El problema no es que el foro en cuestión estuviera compuesto por un 99% de autores noveles. Para nada. Es más, durante los primeros días participé de forma muy activa, pues yo también me había visto en aquellos páramos desbordados de signos de interrogación y me pareció correcto compartir mi experiencia y solventar cualquier tipo de dudas, como hicieron otros conmigo en su momento. Por supuesto, no es aquello con lo que iba en mente, pero me dio igual, hasta que se me metió un pedrusco en el zapato (o en la garganta, según se mire).
Cuando dejé atrás las preguntas más normales y lógicas de los camaradas más neófitos entre los aspirantes, me topé con las inverosímiles y absurdas. Una en concreto (un conjunto, porque existen varios hilos al respecto), alcanzó el desatino más absoluto para el que puede que nadie de Vds. esté preparado: «¿Para ser escritor hace falta leer?».
Tomemos aire, pues la cosa sigue. Quienes suscriben tal pregunta se justificaban en que, por más que su sueño, anhelo e, incluso, medio futuro deseado de vida sea la escritura, les da pereza o no les gusta leer. Vamos, que se cansan con repasar las pegatinas de la ventanilla trasera de un coche.
El ejército que se aglutina a la sombra de dicha enseña lo integran variopintos sujetos que no solo huyen despavoridos ante títulos propios de la prosa decimonónica por sus perífrasis contumaces o sus descripciones inacabables, por ejemplo. Opinan que consultar un diccionario es una necedad, no digamos ya el de sinónimos. También reniegan de las reglas gramaticales más elementales y defienden que el léxico diario y vocal que se maneja (a pesar de la pobreza intrínseca que supone emplear tan solo quinientas palabras al día), es arma suficiente para destilar y filtrar lo que emana de uno. Y lo defienden con unas faltas de ortografía capaces de acuchillar retinas, redactando sentencias, en apariencia, inapelables, tales como que la literatura con un mínimo de complejidad es «elitista».
Ahí, con un par.
Yo, de la impresión, me quedé mudo, pero, en mi fuero interno, hice mía, más que nunca, la máxima inmaterial de que hay detalles que distinguen al que se considerará siempre torpe aprendiz de la sublimidad del que ya es doctorado en ineptitud.
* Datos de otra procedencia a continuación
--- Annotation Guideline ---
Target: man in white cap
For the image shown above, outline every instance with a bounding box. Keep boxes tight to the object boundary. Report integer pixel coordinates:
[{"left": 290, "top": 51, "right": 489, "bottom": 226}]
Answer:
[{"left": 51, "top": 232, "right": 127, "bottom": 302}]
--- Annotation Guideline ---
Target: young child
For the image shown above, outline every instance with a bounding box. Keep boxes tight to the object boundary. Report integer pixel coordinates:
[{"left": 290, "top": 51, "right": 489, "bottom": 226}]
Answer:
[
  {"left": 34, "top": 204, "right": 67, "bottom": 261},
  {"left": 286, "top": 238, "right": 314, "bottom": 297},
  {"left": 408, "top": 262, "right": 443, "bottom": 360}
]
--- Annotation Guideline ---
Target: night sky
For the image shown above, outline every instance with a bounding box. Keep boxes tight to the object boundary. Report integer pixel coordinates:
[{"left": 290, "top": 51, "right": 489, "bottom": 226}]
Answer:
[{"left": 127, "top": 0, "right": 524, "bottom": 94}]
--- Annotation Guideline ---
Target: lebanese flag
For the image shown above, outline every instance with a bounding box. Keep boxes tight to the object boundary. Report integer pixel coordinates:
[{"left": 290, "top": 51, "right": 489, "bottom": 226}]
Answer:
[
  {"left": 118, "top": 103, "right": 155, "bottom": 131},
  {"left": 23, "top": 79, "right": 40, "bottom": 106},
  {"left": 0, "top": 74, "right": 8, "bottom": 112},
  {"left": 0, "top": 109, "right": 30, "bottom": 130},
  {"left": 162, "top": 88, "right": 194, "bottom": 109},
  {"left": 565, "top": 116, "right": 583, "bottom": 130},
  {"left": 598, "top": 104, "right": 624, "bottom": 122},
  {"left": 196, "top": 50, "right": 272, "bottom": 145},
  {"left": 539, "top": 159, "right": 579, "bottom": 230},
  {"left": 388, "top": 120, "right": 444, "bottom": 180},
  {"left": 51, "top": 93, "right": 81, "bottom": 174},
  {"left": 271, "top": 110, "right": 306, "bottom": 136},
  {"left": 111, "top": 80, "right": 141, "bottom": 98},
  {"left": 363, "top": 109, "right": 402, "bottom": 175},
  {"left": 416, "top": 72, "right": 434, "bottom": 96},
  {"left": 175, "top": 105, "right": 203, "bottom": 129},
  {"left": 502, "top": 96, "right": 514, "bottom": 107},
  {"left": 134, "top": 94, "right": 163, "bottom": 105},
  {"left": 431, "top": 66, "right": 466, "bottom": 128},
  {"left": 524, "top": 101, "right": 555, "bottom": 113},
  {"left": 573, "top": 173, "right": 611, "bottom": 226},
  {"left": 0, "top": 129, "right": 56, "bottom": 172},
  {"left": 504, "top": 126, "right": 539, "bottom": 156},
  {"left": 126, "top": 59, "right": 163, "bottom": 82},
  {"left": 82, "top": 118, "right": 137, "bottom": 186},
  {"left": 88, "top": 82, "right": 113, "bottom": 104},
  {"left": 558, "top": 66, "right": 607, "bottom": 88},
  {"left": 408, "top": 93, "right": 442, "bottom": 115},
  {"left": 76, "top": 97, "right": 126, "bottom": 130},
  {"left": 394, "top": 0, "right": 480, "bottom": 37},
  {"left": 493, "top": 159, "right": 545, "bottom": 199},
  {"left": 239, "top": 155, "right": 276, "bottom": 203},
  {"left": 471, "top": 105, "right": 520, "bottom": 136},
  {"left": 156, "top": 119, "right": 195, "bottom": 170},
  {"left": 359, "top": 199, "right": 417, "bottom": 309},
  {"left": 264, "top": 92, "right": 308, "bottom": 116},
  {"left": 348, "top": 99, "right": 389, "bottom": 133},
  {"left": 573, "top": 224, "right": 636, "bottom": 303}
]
Así como la máxima de que siempre se puede aprender de la lectura, incluso de un libro malo.
La función principal del lenguaje es la de poner nombre a lo viviente y a lo inerte, a las acciones, emociones y sentimientos, para que nos podamos entender. Y esas palabras son las que construyen las frases, esas líneas que construyen a su vez la realidad o la ficción, y que pasaron de la tradición oral a la escrita.
La pesadilla de Bradbury de un futuro en el que se queman libros y nadie lee tiene que ser revisada de algún modo, pues triste horizonte es aquel en el que los que pretenden escribir se entregan a una fuerza que disuelve nuestra voz, como acérrimos y brutales promotores de la Neolengua imaginada por Orwell.